We all keep batting around the issues like: third-party candidate to support, too-bad-Stein-and-Anderson-unite-on-one-ticket, votes for which candidate would send the strongest anti-uniparty message, which candidate’s party would have true longevity, which candidate has the most cross-over appeal among the pissed of 99%…all worthy considerations.
But in the end, it’s important to urge friends and acquaintances not to give into fear; that, and Big Party Money to shut down populist candidates for federal office, have gotten us where we are now.
It may be our last chance to even attempt to throw off Rule by Corporatocracy, and if votes were concentrated on one candidate, who knows come November how expected economic and other conditions might focus more people’s attention toward alternative candidates?
But it seems to late for that at this point, unless the Greens and Justice Parties could really get how dire a time this is for them to unite…that more people might actually live, not to mention the planet.

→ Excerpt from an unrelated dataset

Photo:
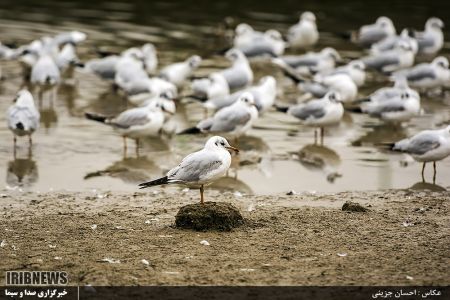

Rec’d; sorry for honking on so.
“Waiting until general elections to start twisting the arms of the D’s and R’s is stupid.”
Too true.
Because of the impact of money and the crushing influence of television, I’m in no way convinced that voting in the US is a useful activity. However, one thing that does seem to work in favor of influencing politicians (and those who pay for them) is shame, which is to say negatively impacting the abstract aspects of their status–plus this is an example that not every relationship is a function of economics. Apart from what I have seen, I remember reading some research on this years ago but can’t remember where that info is now (sorry). And the risk of international shame for the folks in D.C. was part of the reason for the success of the Civil Rights movement.
I’d rather just behave responsibly myself rather than elect a leader and defer to their power and judgement. But the US is supposed to be a representative democracy, not a direct one.
For what voting is worth, candidates from outside the one major party are always more worth a vote if for no other reason than to challenge the status quo. I’m with you on “how screwed [we] are by accepting the D/R framing.”